Summary of the movie “A Man for all Seasons”:
In the vision of the poet, the 1530s London is as good as any backdrop against which to pose a question with regards to the love of God, as well as, the nature of Law, the honor demands. Questions that are posed appropriately at the human reasoning, since they cover at every human spirit season in unraveling the mysteries that they are occasionally entrapped in.
The conflict amid Sir Thomas More and King Henry VIII depicts a larger conflict of the times. More in the Play stands for the Civil law, whilst King Henry VIII on the other hands stands and represents the monarchical power. First of all Thomas More asserts and explains that there is the existence of the divine law, and compared to the Man’s law, it is to a greater extent more powerful, but it is rather mysterious and is not known by any individual.
Even though, Thomas More stands for the church law, he does not claim power and authority with regards to those particular issues. In Act One, More asserts that he is not God. He is cognizant of the limits to the knowledge, as well as, power of the individual, comprising the King. A king who cannot put himself at will above the church laws, or the land law to which he has authority over and rules. Over the centuries, Civil law has been availed and established so that it might facilitate an individual to live with regards to the conscience provided with the verity that he avails no harms, as well as, that he can walk safely through a life protected from the misuse of power by others.

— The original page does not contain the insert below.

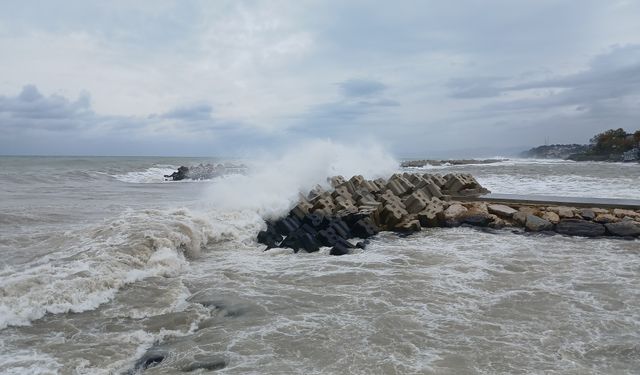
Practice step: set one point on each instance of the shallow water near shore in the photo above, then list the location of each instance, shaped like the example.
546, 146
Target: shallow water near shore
105, 267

The laws of the king in the play are indicated and portrayed to be arbitrary, and they are founded on his own personal desires, and not based on the larger good. Robert Bolt in his preface addresses King Henry as a monstrous baby who wants things to be done through his way, which is violent notwithstanding the cost. The religion laws (like to killing another person), as well as, the civil law (like the evidence that is required for crime accusation) are rather more objective, in most case fairly to every populace, and they are over time tested. The laws are also reasonable and ethical. In case the civil laws are deeming to be unfair, then the congress or the parliament can amend it.

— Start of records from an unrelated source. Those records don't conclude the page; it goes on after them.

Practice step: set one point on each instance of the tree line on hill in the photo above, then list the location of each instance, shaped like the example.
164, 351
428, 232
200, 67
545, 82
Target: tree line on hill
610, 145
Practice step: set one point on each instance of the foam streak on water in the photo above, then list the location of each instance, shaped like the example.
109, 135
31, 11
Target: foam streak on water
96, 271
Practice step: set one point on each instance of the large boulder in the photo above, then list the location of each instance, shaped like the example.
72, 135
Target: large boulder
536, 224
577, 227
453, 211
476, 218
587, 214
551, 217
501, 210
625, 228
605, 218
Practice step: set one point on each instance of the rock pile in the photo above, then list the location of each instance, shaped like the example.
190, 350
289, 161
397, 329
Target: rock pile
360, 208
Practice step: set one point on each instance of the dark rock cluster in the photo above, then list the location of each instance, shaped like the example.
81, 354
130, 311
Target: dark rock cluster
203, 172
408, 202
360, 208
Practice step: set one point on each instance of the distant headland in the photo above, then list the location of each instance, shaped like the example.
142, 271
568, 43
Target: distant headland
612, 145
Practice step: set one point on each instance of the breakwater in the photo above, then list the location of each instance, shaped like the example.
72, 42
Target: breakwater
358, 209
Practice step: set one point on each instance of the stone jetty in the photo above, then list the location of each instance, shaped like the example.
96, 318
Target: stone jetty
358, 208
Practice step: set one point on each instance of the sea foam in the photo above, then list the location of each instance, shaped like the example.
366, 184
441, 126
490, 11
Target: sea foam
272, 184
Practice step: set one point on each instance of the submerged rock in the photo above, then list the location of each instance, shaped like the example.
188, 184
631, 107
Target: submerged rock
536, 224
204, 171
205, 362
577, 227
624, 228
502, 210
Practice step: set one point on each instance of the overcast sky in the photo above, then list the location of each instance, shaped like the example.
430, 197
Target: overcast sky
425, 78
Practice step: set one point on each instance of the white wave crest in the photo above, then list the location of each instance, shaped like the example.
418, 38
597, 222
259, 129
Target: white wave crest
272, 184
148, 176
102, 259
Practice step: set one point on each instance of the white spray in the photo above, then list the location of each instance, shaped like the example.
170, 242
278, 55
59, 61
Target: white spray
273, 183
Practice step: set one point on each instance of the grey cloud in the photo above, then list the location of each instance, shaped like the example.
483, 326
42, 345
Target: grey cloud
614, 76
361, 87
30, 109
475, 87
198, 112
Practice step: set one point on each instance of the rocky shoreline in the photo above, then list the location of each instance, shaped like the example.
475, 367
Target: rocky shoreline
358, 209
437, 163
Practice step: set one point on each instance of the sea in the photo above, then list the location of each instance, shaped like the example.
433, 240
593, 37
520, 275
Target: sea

On the other hand, Henry firmly insists on the absolute power hat has no power checks. He takes over both the state and he church and anyone who stands by his way get executed. His decisions are not based on virtue or reason; rather they are founded on his own personal will. The position articulated by Sir Thomas More is that of a future (the civil rights), and King Henry makes use of his traditional decree and authority in ruling rather than making use of the law or consensus, though both embrace the newly formed humanistic learning which taught the reason primacy. More is accused by Roper that the laws are his own good. However, more denies this and affirms that all the individual siding by king anticipates that they shall be saved are ultimately through his insatiable power cut down. More occasionally would rouse his fellow countrymen in defending the law which avails them to them safety, and also avails to them the basic rights and freedom.